Saturday, May 16, 2009

More On CMBS
The Wall Street Journal had an article this week on General Growth's bankruptcy filing and how it took 168 of its mall properties with in into bankruptcy. All these properties have loans that are in CMBS. This is no small issue because the article states General Growth is the largest CMBS borrower in the United States. Here are a few excerpts:
General Growth's action has rattled investors throughout the $700 billion market for securities backed by commercial mortgages, or CMBS. Investors in other deals had also figured their investment was insulated from a parent company's bankruptcy. Now they're worried that General Growth's move will set a precedent that could affect them.
For tenant in common investors this is interesting:
In past years, to get the malls' mortgages, General Growth had set up 166 "special purpose entities" whose sole purpose was to borrow money. SPEs are attractive to lenders because, according to legal experts, they are "bankruptcy remote," meaning their cash flows are dedicated to paying debt service. The lenders issued securities backed by the SPEs. Holders of securities expect the structure would ensure they'd be paid even if the parent company went bust.
This should give tenant in common investors pause:
A major issue in the bankruptcy case is General Growth's request to draw cash flow from its malls and use it at the corporate level or in other areas of the company. Such transfers of money within the corporate structure used to be routine at General Growth, as they are at other similarly structured real-estate companies. But, now that General Growth is in Chapter 11, its CMBS lenders want to enforce the malls' status as separate entities and keep the malls' extra cash flow from being siphoned away to pay other creditors, namely unsecured lenders.

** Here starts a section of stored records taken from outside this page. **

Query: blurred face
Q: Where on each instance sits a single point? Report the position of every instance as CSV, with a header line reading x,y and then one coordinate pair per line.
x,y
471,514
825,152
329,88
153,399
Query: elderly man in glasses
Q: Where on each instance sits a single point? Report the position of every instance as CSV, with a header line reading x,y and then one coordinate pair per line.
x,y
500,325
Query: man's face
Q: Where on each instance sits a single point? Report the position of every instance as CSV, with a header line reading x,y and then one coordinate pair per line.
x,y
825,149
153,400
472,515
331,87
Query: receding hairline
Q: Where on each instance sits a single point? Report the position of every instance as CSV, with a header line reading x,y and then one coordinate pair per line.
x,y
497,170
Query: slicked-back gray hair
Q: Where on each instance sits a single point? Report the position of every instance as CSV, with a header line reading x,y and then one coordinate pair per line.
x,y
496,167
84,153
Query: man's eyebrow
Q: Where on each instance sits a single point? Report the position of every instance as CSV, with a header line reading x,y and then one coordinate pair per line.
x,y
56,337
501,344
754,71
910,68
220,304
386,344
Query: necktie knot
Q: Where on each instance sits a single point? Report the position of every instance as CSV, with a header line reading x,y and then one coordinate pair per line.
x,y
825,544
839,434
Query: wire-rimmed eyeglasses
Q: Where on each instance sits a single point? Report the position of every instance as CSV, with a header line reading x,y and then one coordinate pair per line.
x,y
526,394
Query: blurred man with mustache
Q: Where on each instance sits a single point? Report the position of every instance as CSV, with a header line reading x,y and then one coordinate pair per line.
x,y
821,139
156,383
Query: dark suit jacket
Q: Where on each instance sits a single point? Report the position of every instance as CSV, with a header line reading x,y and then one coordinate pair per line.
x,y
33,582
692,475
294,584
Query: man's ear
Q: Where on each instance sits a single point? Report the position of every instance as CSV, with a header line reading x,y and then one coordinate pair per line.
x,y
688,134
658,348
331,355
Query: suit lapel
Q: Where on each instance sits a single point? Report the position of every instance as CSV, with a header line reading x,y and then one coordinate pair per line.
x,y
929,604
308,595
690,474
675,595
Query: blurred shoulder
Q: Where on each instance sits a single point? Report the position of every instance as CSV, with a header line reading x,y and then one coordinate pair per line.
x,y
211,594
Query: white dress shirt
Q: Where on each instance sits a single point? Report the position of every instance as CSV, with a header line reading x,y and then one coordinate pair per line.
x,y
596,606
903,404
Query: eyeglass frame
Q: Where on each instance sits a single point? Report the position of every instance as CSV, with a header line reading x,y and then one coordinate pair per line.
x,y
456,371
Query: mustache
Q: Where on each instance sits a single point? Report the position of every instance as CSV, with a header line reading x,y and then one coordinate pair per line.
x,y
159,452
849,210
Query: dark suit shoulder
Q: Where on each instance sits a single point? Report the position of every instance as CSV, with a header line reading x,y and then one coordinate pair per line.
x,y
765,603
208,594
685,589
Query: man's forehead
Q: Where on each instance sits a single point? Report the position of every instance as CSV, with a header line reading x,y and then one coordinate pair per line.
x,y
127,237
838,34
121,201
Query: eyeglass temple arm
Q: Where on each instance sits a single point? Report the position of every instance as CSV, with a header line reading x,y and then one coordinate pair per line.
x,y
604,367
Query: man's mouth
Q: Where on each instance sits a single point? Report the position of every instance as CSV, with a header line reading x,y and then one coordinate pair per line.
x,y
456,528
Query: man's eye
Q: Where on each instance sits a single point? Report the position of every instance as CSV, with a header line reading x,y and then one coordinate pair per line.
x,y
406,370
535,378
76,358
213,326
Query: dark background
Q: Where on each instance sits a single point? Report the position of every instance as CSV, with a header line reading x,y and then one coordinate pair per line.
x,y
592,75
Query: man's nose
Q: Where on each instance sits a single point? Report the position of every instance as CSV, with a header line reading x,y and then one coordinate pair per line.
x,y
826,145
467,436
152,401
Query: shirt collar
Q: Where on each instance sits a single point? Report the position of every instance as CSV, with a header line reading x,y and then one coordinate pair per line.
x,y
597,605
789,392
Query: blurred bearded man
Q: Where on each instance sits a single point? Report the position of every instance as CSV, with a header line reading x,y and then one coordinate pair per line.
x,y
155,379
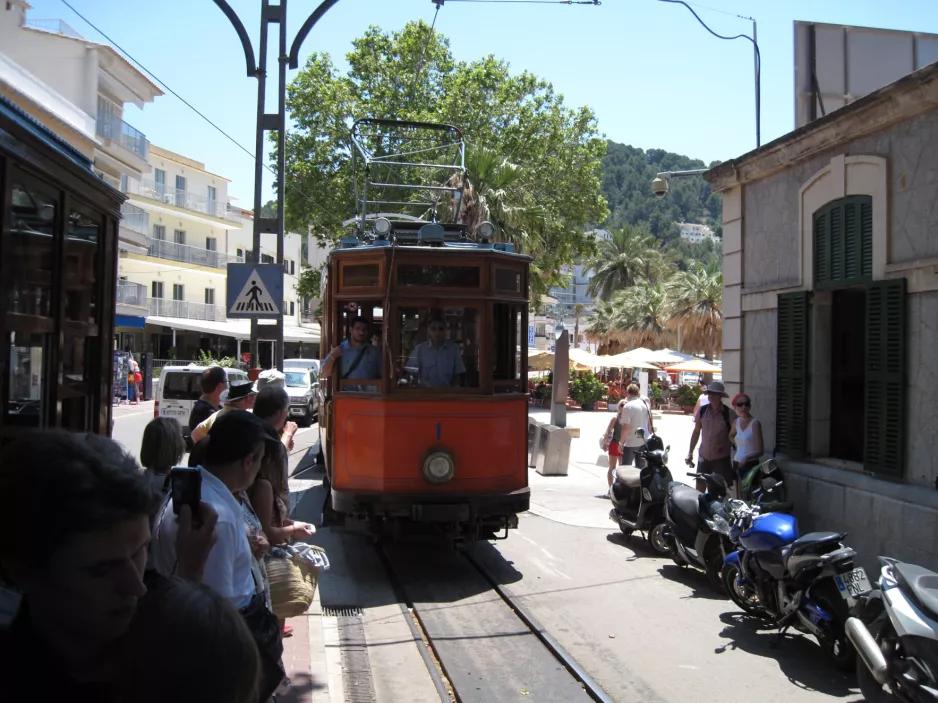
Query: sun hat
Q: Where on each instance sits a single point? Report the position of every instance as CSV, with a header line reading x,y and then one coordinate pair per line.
x,y
234,435
716,387
237,391
270,377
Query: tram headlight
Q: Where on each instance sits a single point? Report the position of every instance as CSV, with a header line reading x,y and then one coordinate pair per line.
x,y
382,226
438,467
485,230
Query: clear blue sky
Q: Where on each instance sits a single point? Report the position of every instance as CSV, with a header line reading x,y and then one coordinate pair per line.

I think DBSI, the failed tenant in common syndicator, tried this same maneuver. I don't think that General Growth is going to get away with this move, and I think it would be even harder for a TIC sponsor to try and take investor money. The Special Purpose Entities (SPEs) that the CMBS lenders required to protect them from a single investor bankruptcy (TICs had up to thirty-five investors, each that was required to form a SPE) may eventually help the TIC investors. General Growth's bankruptcy will give a good indication of what's ahead for investors in TIC deals with poorly capitalized sponsors.